ゼブラフィッシュの心臓には、決して単純ではない独自の「脳」、すなわちニューロンのシステムが存在する。研究者たちは、歩行、咀嚼、嚥下といったリズム運動を司る中枢神経系の構造である中枢パターン生成器(CPG)のように振る舞うニューロンを含む、多様な神経細胞をそこで発見した。
Karolinska Institute(スウェーデン)と Columbia University(米国)の研究チームは、免疫組織化学染色、単一細胞RNAシーケンシング、ニューロンの電気的特性の解析といった最先端の手法を用い、分子、細胞、機能の各レベルにおける心臓神経系の初の詳細な地図を作成した。
Karolinska Institute で研究を率いたコンスタンティノス・アンパトシスは、この心臓内ネットワークが単なる心臓の収縮だけでなく、脳が身体のリズム運動を制御するのと同じように、そのリズムを能動的に管理する上で極めて重要な役割を果たしていることを強調した。この発見は、実際に誰が鼓動を指揮しているのかという古典的な理解に疑問を投げかけた。
この話の歴史は深い。XIX世紀にはすでに生理学者たちがカエルの心臓に神経節を発見していたが、長い間、それらはそれ以上のことはできない単なるペースメーカーに過ぎないと考えられてきた。一世紀半もの間、交感神経系と副交感神経系を通じて中枢神経系がすべてを制御していると思われてきた。しかし、新たなデータはこの階層構造を覆す。中枢が影響を与えているのは確かだが、心臓そのものにある局所的な神経細胞のネットワークが、情報を独立して処理し、その場で重要な決定を下しているのである。
研究結果は雑誌 Nature Communications(2024年12月)に掲載された。この研究は、脊椎動物の心臓が、以前考えられていたよりもはるかに高度な神経構造、すなわち、どのように収縮するかを決定する前に末梢と中枢からの信号を統合する、複雑なペースメーカーであり知的な調節器を備えていることを明らかにしている。
これは、身体の中で情報がどのように処理されるかという根本的な問いを投げかける。もし脊髄や脳から切り離された末梢の構造がこれほど複雑な調節を行えるのであれば、大脳皮質のみにおけるグローバル・ワークスペースや、そこだけでの統合情報に依拠する現代の意識理論は、重大な見直しを迫られることになる。おそらく、精神は集中化されているのではなく、分散されているのではないだろうか。
脳が常に内部器官からの信号を予測し、エラーに基づいてその予測を修正するというモデルである「予測処理」(predictive processing)の観点から見ると、この発見はさらに興味深いものとなる。
心臓自体が独自のフィードバックループを構築し、これらの予測を局所的に生成および修正できることが判明したのである。
優れた設計の都市を想像してみてほしい。中央オフィスが全体的な戦略と予算を決定するが、各地区には独自の指令センターがある。そこでは地元の管制官が、現在の交通を流すためにいつ信号機を青にするか、あるいは事故の際にどのように車を迂回させるかを決定する。これこそが心臓内神経ネットワークのモデルである。
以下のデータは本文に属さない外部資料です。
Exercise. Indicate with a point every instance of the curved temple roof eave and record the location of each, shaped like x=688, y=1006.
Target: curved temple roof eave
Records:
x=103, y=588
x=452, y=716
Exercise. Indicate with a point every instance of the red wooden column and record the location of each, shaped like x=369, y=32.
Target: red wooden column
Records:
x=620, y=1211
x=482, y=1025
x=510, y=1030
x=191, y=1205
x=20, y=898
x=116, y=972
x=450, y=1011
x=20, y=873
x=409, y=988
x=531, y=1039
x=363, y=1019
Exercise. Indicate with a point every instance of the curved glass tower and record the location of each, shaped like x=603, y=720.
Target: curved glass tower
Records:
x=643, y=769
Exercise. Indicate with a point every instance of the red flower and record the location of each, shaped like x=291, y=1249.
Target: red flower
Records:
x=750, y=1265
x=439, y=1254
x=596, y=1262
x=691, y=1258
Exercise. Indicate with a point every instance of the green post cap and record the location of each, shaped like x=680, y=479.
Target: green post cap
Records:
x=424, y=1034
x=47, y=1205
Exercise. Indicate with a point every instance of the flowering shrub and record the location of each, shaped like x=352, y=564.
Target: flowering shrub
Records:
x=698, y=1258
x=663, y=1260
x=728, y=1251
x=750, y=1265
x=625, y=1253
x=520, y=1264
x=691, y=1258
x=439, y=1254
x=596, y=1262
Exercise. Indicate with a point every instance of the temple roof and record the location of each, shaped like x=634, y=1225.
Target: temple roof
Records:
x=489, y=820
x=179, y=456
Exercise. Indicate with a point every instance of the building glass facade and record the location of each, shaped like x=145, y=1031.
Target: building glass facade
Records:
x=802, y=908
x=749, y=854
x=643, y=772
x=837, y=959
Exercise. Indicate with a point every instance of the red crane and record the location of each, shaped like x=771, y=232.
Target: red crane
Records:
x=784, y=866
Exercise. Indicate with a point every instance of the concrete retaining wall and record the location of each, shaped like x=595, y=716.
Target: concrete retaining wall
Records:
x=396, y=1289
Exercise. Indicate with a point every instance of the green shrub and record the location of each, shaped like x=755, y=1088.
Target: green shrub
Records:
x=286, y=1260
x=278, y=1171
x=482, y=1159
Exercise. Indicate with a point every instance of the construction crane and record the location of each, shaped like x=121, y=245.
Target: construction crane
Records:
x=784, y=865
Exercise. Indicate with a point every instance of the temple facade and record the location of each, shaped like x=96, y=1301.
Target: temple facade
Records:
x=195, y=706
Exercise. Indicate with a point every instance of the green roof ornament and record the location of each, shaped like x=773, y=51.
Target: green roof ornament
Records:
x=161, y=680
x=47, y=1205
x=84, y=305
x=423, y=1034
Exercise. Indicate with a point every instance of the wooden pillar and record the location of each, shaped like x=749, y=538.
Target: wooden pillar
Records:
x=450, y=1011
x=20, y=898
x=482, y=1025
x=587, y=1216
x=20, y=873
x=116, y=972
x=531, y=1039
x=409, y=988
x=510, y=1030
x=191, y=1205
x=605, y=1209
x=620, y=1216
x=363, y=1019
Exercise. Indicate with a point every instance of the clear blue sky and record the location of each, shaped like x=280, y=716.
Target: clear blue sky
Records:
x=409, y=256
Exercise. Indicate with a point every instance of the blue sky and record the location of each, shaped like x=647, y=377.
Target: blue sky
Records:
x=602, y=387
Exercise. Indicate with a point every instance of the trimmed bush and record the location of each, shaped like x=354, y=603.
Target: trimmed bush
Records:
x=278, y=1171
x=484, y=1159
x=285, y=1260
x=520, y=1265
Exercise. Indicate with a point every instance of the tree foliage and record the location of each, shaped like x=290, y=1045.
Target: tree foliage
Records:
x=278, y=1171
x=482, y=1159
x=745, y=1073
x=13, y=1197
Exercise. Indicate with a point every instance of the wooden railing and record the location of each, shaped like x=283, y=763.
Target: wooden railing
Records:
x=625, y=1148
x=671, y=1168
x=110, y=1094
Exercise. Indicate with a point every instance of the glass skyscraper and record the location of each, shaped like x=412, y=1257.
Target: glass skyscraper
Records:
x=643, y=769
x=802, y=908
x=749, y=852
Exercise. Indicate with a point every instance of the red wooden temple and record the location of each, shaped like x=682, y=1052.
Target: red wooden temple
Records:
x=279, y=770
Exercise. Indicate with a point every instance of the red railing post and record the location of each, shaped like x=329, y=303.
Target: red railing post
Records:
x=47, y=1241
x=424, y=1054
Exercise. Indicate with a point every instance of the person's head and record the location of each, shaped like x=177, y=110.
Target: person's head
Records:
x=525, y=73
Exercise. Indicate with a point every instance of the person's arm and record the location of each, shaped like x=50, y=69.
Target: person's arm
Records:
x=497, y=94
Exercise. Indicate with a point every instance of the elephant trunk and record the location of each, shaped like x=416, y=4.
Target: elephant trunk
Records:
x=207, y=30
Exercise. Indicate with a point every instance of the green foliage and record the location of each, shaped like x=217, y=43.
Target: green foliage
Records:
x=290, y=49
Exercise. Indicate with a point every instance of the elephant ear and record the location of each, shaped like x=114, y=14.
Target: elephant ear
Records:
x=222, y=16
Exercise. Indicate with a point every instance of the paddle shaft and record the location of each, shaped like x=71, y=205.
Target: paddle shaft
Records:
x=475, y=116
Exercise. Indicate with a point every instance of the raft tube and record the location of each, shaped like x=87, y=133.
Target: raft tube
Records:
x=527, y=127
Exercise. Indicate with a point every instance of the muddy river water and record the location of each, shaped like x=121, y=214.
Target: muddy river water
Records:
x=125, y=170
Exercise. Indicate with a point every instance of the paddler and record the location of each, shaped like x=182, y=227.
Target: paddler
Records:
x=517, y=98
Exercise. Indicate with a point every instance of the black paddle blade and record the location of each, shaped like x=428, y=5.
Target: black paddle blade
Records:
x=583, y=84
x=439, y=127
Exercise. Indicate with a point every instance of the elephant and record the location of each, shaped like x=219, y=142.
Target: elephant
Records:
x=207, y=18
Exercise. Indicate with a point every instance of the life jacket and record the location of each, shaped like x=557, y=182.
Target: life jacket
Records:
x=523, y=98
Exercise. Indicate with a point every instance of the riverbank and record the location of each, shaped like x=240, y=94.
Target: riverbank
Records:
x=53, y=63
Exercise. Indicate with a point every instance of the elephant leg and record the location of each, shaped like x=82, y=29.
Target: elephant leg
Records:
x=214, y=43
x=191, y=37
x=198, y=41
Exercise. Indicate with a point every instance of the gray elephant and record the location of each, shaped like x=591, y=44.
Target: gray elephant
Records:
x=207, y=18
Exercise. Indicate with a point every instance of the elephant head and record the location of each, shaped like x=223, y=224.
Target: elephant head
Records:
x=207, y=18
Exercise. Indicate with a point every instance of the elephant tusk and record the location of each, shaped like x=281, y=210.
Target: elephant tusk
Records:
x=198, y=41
重要な注意点として、この研究はゼブラフィッシュのモデルで行われた。ゼブラフィッシュは哺乳類の心機能と類似点はあるものの、ヒトの心臓と同一ではない。結果をヒトに直接当てはめるには、さらなる研究が必要である。
しかし、もし局所的なニューロンのアンサンブルが実際にこれほどの自律性と活動性を備えているのであれば、臨床医学に新たな地平を切り拓くことになるだろう。不整脈の治療は、単に中枢からの信号を抑制するだけでなく、心臓内ネットワークを標的とした治療へと転換できる可能性がある。
しかし最も重要なのは、哲学と神経科学に対する問いである。「自己」と身体の境界はどこにあるのか。もし末梢が独立して考え、決定を下し、自らを調節できるのであれば、意識とは何であり、それはどこに位置しているのだろうか。